It is hard to believe that we are nearly half way through summer vacation. Summer should be a time of relaxation, but any parent who stays at home with their kids during the summer may feel differently. I can see the writing on the wall with my own children. The long Memorial Day weekend started the incubation process of summer bickering. Bickering about who gets the low swing, bickering about who gets the green apple, bickering about who made it to the car first when it was clearly a tie.
So, what is a parent to do? Often, we jump in the middle of the problem and try to solve it for the kids. This usually ends up backfiring as they are NEVER happy with our solutions. And let's look at this from their perspective. If we were having a problem with a co-worker and started bickering with them about it, would we want our boss stepping in and telling us how to fix the problem without all the background information? Chances are his or her solution may not satisfy either party and one or both of you would feel resentful.

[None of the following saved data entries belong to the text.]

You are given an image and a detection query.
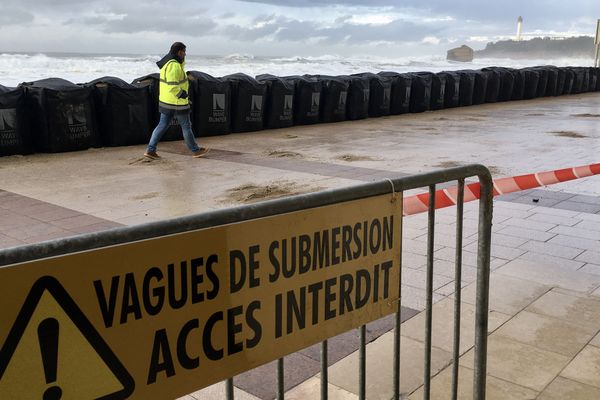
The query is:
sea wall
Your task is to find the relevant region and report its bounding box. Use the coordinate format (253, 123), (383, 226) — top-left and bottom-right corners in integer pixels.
(0, 65), (599, 156)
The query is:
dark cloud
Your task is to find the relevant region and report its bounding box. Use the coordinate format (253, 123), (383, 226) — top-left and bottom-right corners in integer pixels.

Here's a one liner that can save you the headache of listening to bickering: "You two work it out or I will." Make sure you clarify that your solution is to send them to their rooms until they can come out and be sweet. There are some real benefits for kids when parents use this approach. First, it lets them know that you expect them to handle their own problems. This sends a message that you think they are capable of handling it and thus builds self-esteem. Secondly, it gives them an opportunity to flex their negotiation muscle. This is one of the big benefits of having siblings. Kids can learn how to hone their negotiation skills if we do not interfere and we all know how important this skill is as an adult. Lastly, you are modeling how to take care of yourself, i.e., that you won't be hassled by listening to bickering. So how about letting your kids work it out themselves? You'll have a more enjoyable summer and so will they!